Tak hanya di lingkungan keluarga, Sumarno juga dikenal sebagai pribadi yang baik dan dipercaya di Desa Kembang Kuning. Selain bertugas sebagai satpam Perum Jasa Tirta (PJT) II yang menjaga objek vital nasional, ia juga aktif sebagai anggota Perlindungan Masyarakat (Linmas) desa. "Setahu saya almarhum orang baik. Selain satpam PJT II, dia juga Linmas desa. Ada kepercayaan besar dari pihak perusahaan maupun pemerintah desa kepadanya," tambah Usep.
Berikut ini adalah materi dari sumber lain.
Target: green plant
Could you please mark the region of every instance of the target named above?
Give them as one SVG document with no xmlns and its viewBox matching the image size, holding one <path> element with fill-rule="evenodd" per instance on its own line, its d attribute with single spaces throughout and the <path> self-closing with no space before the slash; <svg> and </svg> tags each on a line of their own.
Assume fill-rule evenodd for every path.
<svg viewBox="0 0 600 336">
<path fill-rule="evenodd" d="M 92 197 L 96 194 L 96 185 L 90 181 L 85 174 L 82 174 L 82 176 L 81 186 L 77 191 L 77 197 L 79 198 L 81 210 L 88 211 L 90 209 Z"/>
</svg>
Meskipun kondisi penemuan jasad Sumarno yang terborgol memicu banyak pertanyaan, pihak keluarga memilih untuk tidak berspekulasi liar. Mereka sepenuhnya menyerahkan proses penyelidikan kepada aparat kepolisian. "Kami percayakan kepada pihak berwajib. Harapan keluarga hanya satu, semoga kasus ini cepat terungkap," tegas Usep, mewakili harapan seluruh keluarga.
Fokus utama keluarga saat ini adalah memberikan dukungan moral kepada istri dan kedua anak almarhum yang masih sangat terpukul. Di tengah suasana duka yang mendalam, keluarga juga mengapresiasi perhatian serta rencana bantuan beasiswa untuk pendidikan anak-anak Sumarno. Mereka memilih untuk tetap tenang dan menyerahkan sepenuhnya kewenangan penyelidikan kepada aparat berwenang. "Itu kewenangan aparat. Saya lebih fokus mendampingi istri almarhum dan keluarga agar tetap tabah," pungkasnya, menunjukkan ketabahan keluarga di tengah cobaan berat ini.